For this new decade, designers and consumers are beginning to prioritize value and wearability over flash and Instagram likes. It’s something of a less-is-more, quality-over-quantity approach to consumption. That’s a worthy idea, but it does have the potential to get a little boring. We can think of a few brands that have leaned too far in the direction of ascetic minimalism. An “investment piece” doesn’t have to be lifeless and mundane.
Consider Tibi’s Amy Smilovic, who calls her ethos “creative pragmatism”: functional, well-made, hard-working clothes that aren’t too “fashion,” but don’t lack personality, either. There’s always a new silhouette and a surprising color in a Tibi collection, alongside gestural details you don’t tire of after a year or so. One of her best-sellers is a sleek double-breasted blazer with slits at the elbows, so your skin or blouse will peek through when you’re typing at your desk. For pre-fall, she re-cut it in a rich Glen plaid and styled it with matching trousers with full, curvy legs and gathered hems. Let’s call them bubble pants; they looked fresh, but not try-hard. “We all have those wide-leg plaid trousers in our closets by now,” Smilovic added. “But everyone in the office wants these.”
Speaking of women in the office, Smilovic spends most of her time thinking about what her woman will wear to work. A recent trip to San Francisco introduced her to customers in the tech world who often feel unseen by high fashion, but are equally turned off by start-ups selling cheaply made uniforms. Smilovic’s new north star is to create a “complete wardrobe” for working women, not just to be a one-and-done source, but to give them clothes that accurately represent their creativity and confidence.

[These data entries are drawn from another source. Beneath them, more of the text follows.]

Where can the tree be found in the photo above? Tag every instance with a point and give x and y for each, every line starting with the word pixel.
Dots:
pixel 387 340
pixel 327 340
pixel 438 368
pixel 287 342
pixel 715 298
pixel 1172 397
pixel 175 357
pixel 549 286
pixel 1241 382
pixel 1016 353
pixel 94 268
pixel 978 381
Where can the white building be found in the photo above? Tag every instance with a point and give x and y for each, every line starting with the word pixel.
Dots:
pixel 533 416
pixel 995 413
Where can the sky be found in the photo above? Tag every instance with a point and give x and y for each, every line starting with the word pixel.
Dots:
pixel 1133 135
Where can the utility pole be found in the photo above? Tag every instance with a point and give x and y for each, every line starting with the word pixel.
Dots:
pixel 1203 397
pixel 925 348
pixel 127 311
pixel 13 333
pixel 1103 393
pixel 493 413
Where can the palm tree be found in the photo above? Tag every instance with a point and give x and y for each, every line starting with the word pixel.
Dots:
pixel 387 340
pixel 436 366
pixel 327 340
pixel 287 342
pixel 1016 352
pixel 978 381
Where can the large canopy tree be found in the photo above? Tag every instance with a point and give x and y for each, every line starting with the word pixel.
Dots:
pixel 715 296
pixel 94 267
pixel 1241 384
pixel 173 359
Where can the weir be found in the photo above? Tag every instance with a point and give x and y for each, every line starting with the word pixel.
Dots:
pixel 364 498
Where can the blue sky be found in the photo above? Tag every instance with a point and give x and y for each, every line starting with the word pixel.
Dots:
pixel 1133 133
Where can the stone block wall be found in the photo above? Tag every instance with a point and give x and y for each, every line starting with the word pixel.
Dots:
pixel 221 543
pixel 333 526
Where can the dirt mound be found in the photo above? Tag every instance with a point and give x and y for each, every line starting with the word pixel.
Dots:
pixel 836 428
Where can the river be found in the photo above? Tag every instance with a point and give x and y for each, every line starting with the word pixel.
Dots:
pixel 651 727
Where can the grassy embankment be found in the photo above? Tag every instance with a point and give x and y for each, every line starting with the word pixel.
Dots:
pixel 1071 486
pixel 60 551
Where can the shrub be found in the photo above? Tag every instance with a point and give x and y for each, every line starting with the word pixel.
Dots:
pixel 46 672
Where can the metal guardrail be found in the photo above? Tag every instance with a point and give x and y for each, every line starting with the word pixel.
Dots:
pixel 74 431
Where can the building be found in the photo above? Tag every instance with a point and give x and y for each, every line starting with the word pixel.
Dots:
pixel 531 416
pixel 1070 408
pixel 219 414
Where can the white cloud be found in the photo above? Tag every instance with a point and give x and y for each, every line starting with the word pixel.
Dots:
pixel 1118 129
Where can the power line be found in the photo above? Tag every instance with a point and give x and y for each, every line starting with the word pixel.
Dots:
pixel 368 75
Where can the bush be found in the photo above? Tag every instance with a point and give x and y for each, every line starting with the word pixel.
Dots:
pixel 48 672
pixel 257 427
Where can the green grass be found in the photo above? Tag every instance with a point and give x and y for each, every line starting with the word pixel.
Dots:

“The most valuable thing you can be as an employee right now is creative,” she said. “Ten years ago, you’d be happy if you were described as analytical, but that’s not what matters now.” The best pieces here were relatively classic, but with subtle tweaks: Twill shirtdresses came with a row of loops at the back so you could wear your belt high on your ribcage, at your waist, or on the hip; marled knit dresses had vents at the shoulder blades to create a more geometric silhouette; and compact gray knits featured multicolored flecks reminiscent of carpet padding. Those of us looking for a tongue-in-cheek reminder of our bright ideas will snap up the white, collarless dress in the collection’s key print: giant scrawled-on lightbulbs.